Le travailleur d’hier et de demain. Pour un renouveau du travail en Amérique

À quoi ressemble la pensée de l'économiste organique du trumpisme ?

Oren Cass, The Once and Future Worker. A Vision for the Renewal of Work in America, Encounter Books, 2018, 254 pages, ISBN 1641770147

Lorsqu’une politique nous semble bancale et erratique, comme celle de Trump, cela peut signifier qu’elle n’est pas conforme à la logique, et c’est dans ce sens que vont les discours qui insiste sur la personne de Donald Trump, bouffon à l’esprit pauvre. Cela peut aussi signifier que ce sont nos catégories qui ne lui sont pas adéquates, et nous empêchent de saisir sa cohérence.

Prenons le cas du programme économique et social du président américain. On sait que ses discours en faveur d’une réindustrialisation du pays lui ont gagné des voix décisives dans les anciennes régions industrielles. On sait que son ancien conseiller Steve Bannon se glorifie d’avoir « fait des Républicains le parti des travailleurs ». Ailleurs, dans le monde, des politiques économiques hétérodoxes sont menées par des gouvernements de droite nationaliste, en Hongrie, en Pologne, au Royaume-Uni. Or ces mesures hétérodoxes sont toujours associées à des mesures favorables au capital et aux plus riches, notamment en matière fiscale, ce qui laisse l’impression d’un amateurisme démagogique qui distribuerait des miettes au peuple pour le tromper.

C’est justement cette impression que permet de surmonter l’ouvrage d’Oren Cass. Depuis sa participation à la campagne présidentielle de Mitt Romney en 2012, par ses articles dont ce livre est la synthèse, il s’est visiblement donné pour but de donner de nouvelles bases intellectuelles aux Républicains. Ce qu’il arrive ici à nous faire sentir avec subtilité, c’est que le programme de Trump ne doit pas tant s’expliquer comme le produit d’un cerveau malade que comme celui d’une idéologie conservatrice en recomposition.

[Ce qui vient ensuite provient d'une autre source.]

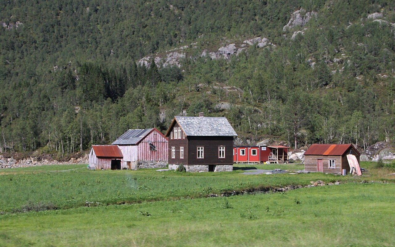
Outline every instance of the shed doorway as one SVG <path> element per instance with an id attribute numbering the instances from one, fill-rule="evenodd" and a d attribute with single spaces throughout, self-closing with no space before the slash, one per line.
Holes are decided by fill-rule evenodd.
<path id="1" fill-rule="evenodd" d="M 318 172 L 323 172 L 324 169 L 322 168 L 322 159 L 317 159 L 317 171 Z"/>
<path id="2" fill-rule="evenodd" d="M 111 160 L 111 170 L 121 170 L 121 161 L 119 160 Z"/>

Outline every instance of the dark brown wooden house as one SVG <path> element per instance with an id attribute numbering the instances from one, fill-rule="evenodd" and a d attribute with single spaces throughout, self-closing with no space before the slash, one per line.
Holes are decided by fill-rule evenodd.
<path id="1" fill-rule="evenodd" d="M 305 170 L 309 172 L 342 174 L 343 169 L 350 171 L 347 155 L 355 156 L 359 164 L 361 154 L 352 144 L 315 144 L 304 153 Z"/>
<path id="2" fill-rule="evenodd" d="M 199 115 L 201 113 L 199 113 Z M 233 170 L 233 139 L 237 134 L 226 117 L 175 117 L 169 139 L 169 168 L 182 164 L 187 172 Z"/>

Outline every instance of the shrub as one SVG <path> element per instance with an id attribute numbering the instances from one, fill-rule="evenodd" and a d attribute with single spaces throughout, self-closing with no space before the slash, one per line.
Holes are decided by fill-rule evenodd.
<path id="1" fill-rule="evenodd" d="M 383 162 L 383 160 L 381 158 L 379 159 L 377 161 L 377 163 L 376 164 L 376 167 L 377 168 L 382 168 L 384 167 L 384 162 Z"/>
<path id="2" fill-rule="evenodd" d="M 182 164 L 180 164 L 179 165 L 178 167 L 177 168 L 177 169 L 176 169 L 175 170 L 177 172 L 186 172 L 186 169 L 185 169 L 185 167 L 184 166 L 184 165 Z"/>

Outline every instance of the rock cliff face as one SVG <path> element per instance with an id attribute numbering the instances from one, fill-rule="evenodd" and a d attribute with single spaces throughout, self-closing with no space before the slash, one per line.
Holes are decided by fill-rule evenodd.
<path id="1" fill-rule="evenodd" d="M 87 164 L 89 161 L 87 154 L 85 155 L 78 158 L 71 158 L 67 161 L 58 161 L 52 159 L 50 155 L 43 158 L 40 157 L 29 156 L 18 160 L 15 157 L 4 157 L 0 155 L 0 168 L 17 168 L 28 167 L 43 165 L 55 165 L 60 164 Z M 17 158 L 17 159 L 15 159 Z"/>
<path id="2" fill-rule="evenodd" d="M 291 29 L 296 26 L 303 26 L 305 25 L 313 17 L 317 16 L 317 13 L 314 11 L 306 12 L 303 9 L 297 10 L 292 13 L 291 19 L 288 23 L 284 26 L 282 30 L 286 31 Z"/>
<path id="3" fill-rule="evenodd" d="M 17 21 L 15 23 L 13 23 L 10 22 L 8 25 L 5 22 L 0 22 L 0 25 L 2 26 L 3 27 L 4 27 L 7 29 L 9 30 L 11 29 L 14 27 L 16 28 L 17 28 L 19 26 L 23 25 L 23 23 L 19 21 Z"/>
<path id="4" fill-rule="evenodd" d="M 196 43 L 193 43 L 190 45 L 182 46 L 166 51 L 166 54 L 155 55 L 147 56 L 143 58 L 137 62 L 141 66 L 145 66 L 147 68 L 149 67 L 151 61 L 153 60 L 157 66 L 164 67 L 177 66 L 181 67 L 182 60 L 186 57 L 184 50 L 187 49 L 198 49 Z M 260 48 L 266 46 L 276 45 L 269 41 L 267 38 L 257 37 L 250 40 L 246 40 L 241 44 L 232 43 L 225 45 L 218 48 L 217 51 L 209 51 L 204 50 L 200 53 L 200 57 L 208 56 L 212 59 L 224 58 L 228 59 L 231 56 L 238 55 L 243 50 L 246 49 L 250 45 L 256 45 Z"/>

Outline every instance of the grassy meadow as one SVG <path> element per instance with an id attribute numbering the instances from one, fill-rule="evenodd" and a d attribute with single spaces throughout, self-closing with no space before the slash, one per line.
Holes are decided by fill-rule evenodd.
<path id="1" fill-rule="evenodd" d="M 53 172 L 81 165 L 2 170 L 0 211 L 12 212 L 29 202 L 49 202 L 58 209 L 0 215 L 0 246 L 393 246 L 395 183 L 352 182 L 394 181 L 394 176 L 387 175 L 391 171 L 374 165 L 363 163 L 371 176 L 356 178 L 320 173 L 244 175 L 241 170 Z M 252 167 L 303 168 L 293 164 Z M 348 183 L 207 198 L 318 179 Z M 87 201 L 101 203 L 84 206 Z"/>

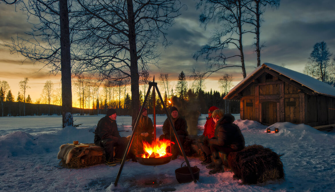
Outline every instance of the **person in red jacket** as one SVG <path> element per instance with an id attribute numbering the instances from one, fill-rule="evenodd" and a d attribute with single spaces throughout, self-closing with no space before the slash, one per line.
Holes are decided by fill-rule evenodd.
<path id="1" fill-rule="evenodd" d="M 212 113 L 214 110 L 217 109 L 219 108 L 215 106 L 210 107 L 208 109 L 208 117 L 206 117 L 207 120 L 205 124 L 204 133 L 198 141 L 198 145 L 202 152 L 202 155 L 204 157 L 204 160 L 201 163 L 202 165 L 209 164 L 212 162 L 212 153 L 209 148 L 208 140 L 214 136 L 215 122 L 212 117 Z"/>

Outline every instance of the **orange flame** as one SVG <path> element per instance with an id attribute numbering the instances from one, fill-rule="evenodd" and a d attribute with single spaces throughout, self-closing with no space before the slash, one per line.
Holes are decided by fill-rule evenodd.
<path id="1" fill-rule="evenodd" d="M 148 158 L 153 153 L 155 157 L 163 156 L 166 154 L 166 149 L 168 146 L 171 146 L 170 140 L 163 139 L 160 141 L 154 140 L 151 143 L 143 141 L 143 148 L 148 154 L 146 155 L 145 153 L 142 155 L 142 157 Z"/>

Cass donne aux éléments disparates de sa politique une cohérence nouvelle. Avec une clarté remarquable, sans sophistications techniques ni rhétorique facile, il analyse la crise sociale que traversent les classes populaires américaines, en montrant comment une idéologie partagée par les Républicains comme les Démocrates pendant des décennies l’a laissée s’aggraver, et en proposant pour la surmonter une nouvelle ligne politique. Il s’agit en somme d’abstraire du trumpisme les éléments d’un cadre idéologique nouveau susceptible de structurer pour la décennie à venir le parti républicain, voire la droite occidentale.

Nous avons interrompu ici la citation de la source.